Just stumbled upon something interesting – a 150-year-old economic cycle theory from Samuel Benner that's still worth thinking about when you're planning your trading strategy. This guy figured out periods when to make money back in 1875, and honestly, the pattern is weirdly compelling.



So here's the basic framework: Benner believed markets follow repeating cycles roughly every 18-20 years, and he split them into three distinct periods. The first type is what he called panic years – financial crises and market collapses. Think 1927, 1945, 1965, 1981, 1999, 2019, and looking ahead to 2035 and 2053. During these periods, the advice is simple: don't panic sell. Just hold steady and wait it out.

Then you've got boom years, the money-making periods when prices are surging and markets are recovering strong. These are your windows to take profits and sell. The list includes years like 1928, 1935, 1943, 1953, 1960, 1968, 1973, 1980, 1989, 1996, 2000, 2007, 2016, 2020, and interestingly 2026 is predicted as a boom year.
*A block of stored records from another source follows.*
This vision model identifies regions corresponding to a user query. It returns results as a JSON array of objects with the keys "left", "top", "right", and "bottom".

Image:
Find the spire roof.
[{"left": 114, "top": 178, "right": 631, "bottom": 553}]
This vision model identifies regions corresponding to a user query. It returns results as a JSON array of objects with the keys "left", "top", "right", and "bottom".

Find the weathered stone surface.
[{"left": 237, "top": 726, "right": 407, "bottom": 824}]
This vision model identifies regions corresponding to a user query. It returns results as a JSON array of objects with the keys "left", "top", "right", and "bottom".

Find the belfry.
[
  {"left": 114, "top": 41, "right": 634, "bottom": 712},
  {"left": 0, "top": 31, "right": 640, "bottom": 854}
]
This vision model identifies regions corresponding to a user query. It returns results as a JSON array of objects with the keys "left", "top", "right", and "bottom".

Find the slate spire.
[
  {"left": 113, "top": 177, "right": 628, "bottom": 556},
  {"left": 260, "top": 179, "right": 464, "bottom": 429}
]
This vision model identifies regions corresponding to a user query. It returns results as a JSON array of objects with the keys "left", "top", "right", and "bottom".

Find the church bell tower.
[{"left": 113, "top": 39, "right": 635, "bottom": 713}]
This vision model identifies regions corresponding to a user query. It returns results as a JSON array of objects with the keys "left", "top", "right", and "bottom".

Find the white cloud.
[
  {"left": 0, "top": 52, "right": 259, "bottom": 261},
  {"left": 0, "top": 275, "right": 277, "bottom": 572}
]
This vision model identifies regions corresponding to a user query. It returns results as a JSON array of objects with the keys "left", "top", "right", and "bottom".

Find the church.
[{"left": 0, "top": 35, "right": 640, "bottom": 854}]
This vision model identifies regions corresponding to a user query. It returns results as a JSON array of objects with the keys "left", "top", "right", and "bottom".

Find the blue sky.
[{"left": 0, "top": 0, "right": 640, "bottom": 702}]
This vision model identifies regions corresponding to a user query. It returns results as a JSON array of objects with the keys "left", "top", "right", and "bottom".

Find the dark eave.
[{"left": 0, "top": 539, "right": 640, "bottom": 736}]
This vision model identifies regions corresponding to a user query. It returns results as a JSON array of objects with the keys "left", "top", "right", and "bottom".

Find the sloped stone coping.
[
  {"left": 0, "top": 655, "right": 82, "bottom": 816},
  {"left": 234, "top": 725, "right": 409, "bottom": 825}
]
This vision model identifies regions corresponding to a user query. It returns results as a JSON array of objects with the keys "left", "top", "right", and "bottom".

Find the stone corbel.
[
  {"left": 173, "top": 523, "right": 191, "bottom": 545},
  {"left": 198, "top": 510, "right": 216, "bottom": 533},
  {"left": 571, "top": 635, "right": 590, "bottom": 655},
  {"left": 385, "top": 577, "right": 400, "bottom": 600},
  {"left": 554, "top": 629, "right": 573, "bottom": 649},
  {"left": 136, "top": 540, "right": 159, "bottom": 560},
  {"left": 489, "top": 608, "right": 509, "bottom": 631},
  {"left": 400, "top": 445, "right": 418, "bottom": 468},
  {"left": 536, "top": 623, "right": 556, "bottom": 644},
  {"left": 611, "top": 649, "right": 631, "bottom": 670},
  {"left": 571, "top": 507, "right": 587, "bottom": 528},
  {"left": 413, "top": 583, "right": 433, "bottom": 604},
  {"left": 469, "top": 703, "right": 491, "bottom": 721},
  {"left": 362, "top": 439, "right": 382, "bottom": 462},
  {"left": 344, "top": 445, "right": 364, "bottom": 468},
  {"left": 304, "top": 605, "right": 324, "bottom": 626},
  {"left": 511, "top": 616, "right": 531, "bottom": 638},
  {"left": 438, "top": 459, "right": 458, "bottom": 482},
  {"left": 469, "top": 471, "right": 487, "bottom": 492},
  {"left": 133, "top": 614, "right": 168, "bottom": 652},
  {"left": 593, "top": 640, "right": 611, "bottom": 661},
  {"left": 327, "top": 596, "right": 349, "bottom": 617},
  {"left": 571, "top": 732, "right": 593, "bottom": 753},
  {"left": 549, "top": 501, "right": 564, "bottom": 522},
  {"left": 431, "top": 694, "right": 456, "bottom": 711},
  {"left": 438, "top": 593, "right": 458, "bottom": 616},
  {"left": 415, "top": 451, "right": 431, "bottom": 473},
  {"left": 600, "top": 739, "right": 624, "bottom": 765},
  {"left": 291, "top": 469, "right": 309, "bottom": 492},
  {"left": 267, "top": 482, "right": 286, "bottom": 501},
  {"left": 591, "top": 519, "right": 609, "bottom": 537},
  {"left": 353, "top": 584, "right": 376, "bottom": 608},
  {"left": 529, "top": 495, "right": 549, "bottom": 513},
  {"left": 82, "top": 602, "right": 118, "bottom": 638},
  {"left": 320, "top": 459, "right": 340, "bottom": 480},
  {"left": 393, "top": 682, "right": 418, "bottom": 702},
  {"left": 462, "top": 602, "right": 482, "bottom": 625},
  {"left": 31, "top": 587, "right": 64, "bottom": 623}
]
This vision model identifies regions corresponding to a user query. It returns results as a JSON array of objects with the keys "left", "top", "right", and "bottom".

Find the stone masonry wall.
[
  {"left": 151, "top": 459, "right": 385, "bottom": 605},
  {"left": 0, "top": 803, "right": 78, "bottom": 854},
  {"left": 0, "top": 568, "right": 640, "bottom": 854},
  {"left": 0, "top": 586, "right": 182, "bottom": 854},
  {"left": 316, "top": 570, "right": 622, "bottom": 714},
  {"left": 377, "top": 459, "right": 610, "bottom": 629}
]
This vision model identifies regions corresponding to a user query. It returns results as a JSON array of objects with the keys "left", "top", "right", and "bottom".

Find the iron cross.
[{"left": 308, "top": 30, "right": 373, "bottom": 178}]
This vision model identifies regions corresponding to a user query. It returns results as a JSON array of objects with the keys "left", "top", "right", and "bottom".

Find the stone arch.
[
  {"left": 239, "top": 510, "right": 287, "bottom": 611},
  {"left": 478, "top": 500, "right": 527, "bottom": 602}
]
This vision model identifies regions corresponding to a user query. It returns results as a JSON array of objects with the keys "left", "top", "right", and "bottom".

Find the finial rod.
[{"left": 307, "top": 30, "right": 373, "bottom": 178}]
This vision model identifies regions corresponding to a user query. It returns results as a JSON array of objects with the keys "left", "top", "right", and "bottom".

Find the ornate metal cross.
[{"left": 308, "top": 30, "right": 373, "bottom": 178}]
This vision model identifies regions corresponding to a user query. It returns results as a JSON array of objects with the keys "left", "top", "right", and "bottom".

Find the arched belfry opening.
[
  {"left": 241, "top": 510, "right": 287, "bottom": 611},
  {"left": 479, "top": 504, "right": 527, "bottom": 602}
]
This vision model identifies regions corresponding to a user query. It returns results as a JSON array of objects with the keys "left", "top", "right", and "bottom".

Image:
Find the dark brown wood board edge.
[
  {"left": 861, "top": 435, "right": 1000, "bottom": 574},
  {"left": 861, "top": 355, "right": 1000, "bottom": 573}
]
After that comes 2034, 2043, and 2054.

The third category is recession and decline years – when prices drop and the economy slows down. This is when smart money buys. Years like 1924, 1931, 1942, 1951, 1958, 1969, 1978, 1985, 1996, 2005, 2012, 2023, and projected years like 2032, 2040, 2050, 2059. The strategy here is straightforward: accumulate assets when they're cheap, then hold until the boom period arrives.

The whole thesis basically comes down to this: buy low during recessions, hold through the panics, then sell high when boom years hit. It's a cyclical framework that suggests there are predictable periods when to make money if you understand the pattern.
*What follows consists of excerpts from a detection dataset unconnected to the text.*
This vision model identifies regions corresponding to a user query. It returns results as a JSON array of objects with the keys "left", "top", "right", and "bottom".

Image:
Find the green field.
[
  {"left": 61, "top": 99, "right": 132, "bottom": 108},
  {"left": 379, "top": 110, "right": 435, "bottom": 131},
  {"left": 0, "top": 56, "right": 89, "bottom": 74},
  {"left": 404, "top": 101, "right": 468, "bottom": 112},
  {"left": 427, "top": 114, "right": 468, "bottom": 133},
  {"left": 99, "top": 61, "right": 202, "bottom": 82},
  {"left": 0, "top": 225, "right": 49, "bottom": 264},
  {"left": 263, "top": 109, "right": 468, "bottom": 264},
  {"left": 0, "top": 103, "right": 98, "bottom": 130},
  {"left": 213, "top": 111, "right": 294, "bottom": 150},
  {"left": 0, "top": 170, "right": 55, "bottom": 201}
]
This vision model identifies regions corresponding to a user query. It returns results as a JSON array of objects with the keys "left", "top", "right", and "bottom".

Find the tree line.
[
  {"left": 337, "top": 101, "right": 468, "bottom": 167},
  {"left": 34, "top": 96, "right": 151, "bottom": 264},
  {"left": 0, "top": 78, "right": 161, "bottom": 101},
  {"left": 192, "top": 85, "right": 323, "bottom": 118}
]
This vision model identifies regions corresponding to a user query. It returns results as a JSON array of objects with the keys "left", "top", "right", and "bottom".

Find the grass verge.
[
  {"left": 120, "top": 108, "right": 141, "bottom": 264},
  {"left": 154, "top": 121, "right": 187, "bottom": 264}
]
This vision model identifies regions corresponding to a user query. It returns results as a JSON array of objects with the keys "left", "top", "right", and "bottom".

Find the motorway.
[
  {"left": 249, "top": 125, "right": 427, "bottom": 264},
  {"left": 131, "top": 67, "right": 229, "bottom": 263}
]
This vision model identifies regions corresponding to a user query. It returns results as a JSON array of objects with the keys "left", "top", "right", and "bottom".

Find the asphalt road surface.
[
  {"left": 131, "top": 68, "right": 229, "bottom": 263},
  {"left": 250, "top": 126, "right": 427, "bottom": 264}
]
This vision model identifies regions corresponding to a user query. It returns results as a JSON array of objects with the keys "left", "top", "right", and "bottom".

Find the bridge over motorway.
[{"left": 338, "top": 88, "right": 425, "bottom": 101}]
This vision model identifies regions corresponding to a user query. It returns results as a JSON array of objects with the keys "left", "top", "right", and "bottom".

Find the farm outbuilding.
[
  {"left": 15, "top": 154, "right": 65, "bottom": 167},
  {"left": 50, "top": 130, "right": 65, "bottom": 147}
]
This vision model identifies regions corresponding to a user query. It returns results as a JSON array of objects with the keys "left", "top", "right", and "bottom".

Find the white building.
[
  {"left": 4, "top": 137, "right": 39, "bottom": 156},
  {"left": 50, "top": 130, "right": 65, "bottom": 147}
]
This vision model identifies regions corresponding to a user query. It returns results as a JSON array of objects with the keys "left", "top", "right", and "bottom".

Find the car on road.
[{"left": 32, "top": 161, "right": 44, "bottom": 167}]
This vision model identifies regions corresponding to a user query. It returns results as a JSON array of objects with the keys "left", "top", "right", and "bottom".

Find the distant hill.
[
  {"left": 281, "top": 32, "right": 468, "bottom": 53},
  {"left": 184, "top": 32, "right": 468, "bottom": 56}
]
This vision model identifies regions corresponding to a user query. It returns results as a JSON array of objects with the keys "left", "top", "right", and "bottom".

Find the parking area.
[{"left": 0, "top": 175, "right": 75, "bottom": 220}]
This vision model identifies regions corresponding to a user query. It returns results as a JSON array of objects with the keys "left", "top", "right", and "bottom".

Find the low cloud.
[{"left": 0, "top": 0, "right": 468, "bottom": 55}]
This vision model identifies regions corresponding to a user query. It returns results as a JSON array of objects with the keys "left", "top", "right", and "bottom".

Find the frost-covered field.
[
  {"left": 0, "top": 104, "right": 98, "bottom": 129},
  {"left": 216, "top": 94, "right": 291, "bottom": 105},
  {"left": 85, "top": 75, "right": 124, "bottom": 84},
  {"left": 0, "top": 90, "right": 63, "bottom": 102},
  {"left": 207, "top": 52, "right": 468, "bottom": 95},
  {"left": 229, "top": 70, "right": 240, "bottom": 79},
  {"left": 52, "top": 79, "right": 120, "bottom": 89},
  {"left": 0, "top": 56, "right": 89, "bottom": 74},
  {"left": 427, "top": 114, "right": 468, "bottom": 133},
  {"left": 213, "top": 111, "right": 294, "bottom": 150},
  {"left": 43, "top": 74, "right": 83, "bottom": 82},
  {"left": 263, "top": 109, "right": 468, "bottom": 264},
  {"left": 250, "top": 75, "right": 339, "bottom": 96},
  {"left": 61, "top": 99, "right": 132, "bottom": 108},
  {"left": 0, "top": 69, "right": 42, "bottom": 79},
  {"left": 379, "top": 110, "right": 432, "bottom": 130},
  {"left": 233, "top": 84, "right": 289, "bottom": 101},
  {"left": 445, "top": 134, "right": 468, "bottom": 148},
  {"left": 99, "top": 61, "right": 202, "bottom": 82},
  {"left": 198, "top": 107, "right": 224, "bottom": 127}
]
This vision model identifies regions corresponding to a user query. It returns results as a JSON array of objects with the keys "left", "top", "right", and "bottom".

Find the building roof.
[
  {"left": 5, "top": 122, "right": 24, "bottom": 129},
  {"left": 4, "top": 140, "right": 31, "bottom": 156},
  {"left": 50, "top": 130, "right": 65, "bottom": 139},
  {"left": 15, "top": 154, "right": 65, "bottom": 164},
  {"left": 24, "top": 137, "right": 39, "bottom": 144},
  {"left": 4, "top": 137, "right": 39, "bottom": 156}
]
Now, here's the catch – and Benner himself acknowledged this – it's based on historical cycles and patterns, not some iron law. Real markets get bent by geopolitics, wars, tech breakthroughs, policy shifts, and a hundred other variables. So treat this as a useful lens for thinking about long-term trends, not gospel. But it's fascinating how this 1875 theory still generates discussion in crypto and traditional markets today. Worth having on your radar when you're thinking about your entry and exit points.